Predicting Personality Using Machine Learning


Data Science and Artificial Intelligence are revolutionizing the world through technical transformations. We can observe many machine learning applications in our day-to-day lives, but one of the greatest applications of machine learning is to classify individuals based on their personality traits. Each person on this planet is unique and carries a unique personality. The availability of a high-dimensional and large amount of data has paved the way for increasing marketing campaigns' effectiveness by targeting specific people. Such personality-based communications are highly effective in increasing the popularity and attractiveness of products and services. It increased usage, customer satisfaction, and broader acceptance among users. Some common examples are:

  1. Personalization of online advertisement campaigns leads to more revenue and click-through rates.
  2. Personality traits are closely associated with an individual’s behavior and preferences.
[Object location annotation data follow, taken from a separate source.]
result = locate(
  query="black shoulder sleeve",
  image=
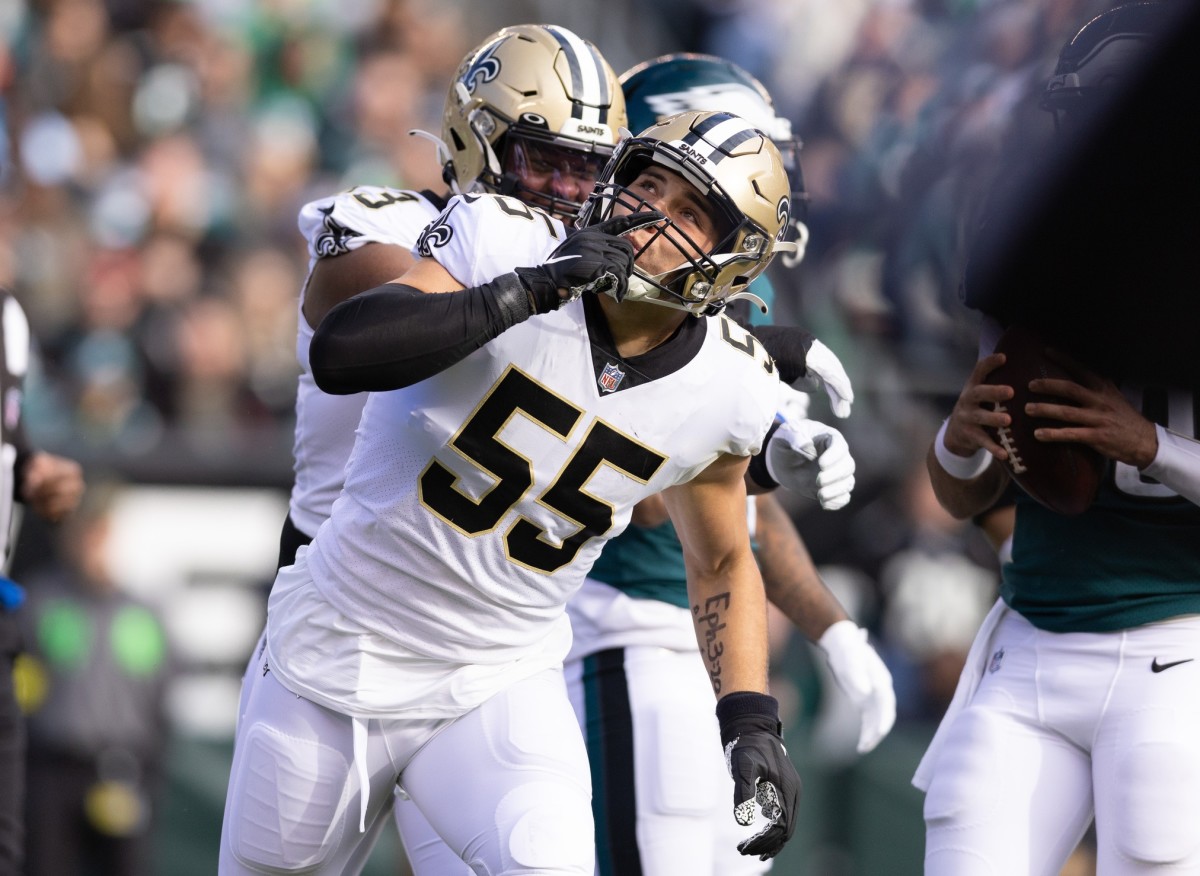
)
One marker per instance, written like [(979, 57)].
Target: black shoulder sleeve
[(789, 346), (395, 335)]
Hence the fusion of a personality-based approach has primarily increased the Recommender System’s attractiveness.
  3. Personality-based adaptions are also used to provide personalized visualizations and could even suggest better music recommendations.
  4. Personality traits could also solve the “cold start” problem using scientifically validated and relatively stable latent dimensions of an individual based on personalized systems.

Hence it is evident that a human’s personality plays a significant role in their linkings. As per the reports, companies ask for social profiles in their hiring forms from candidates to know more about their personalities and assign them the work they are good at. This not only helps companies in selecting the right candidates but also increases their efficiency. Isn't this amazing?

Key takeaways from this blog

  1. An in-depth understanding of how personality prediction is useful.
  2. What are the big five personality trait models?
  3. How can machine learning algorithms predict your personality based on your behavior on Facebook or other social media channels?
  4. Steps to implement your own personality predictor.
  5. How do countries like Japan use artificial intelligence techniques to find the perfect match for couples to solve a higher divorce rate?

So let's start without any further delay!

Big Five Personality Trait model is a well-known model based on psychological theories and used to measure personality. This model provides a summary of the overall personality of the person. It is also known as the OCEAN model.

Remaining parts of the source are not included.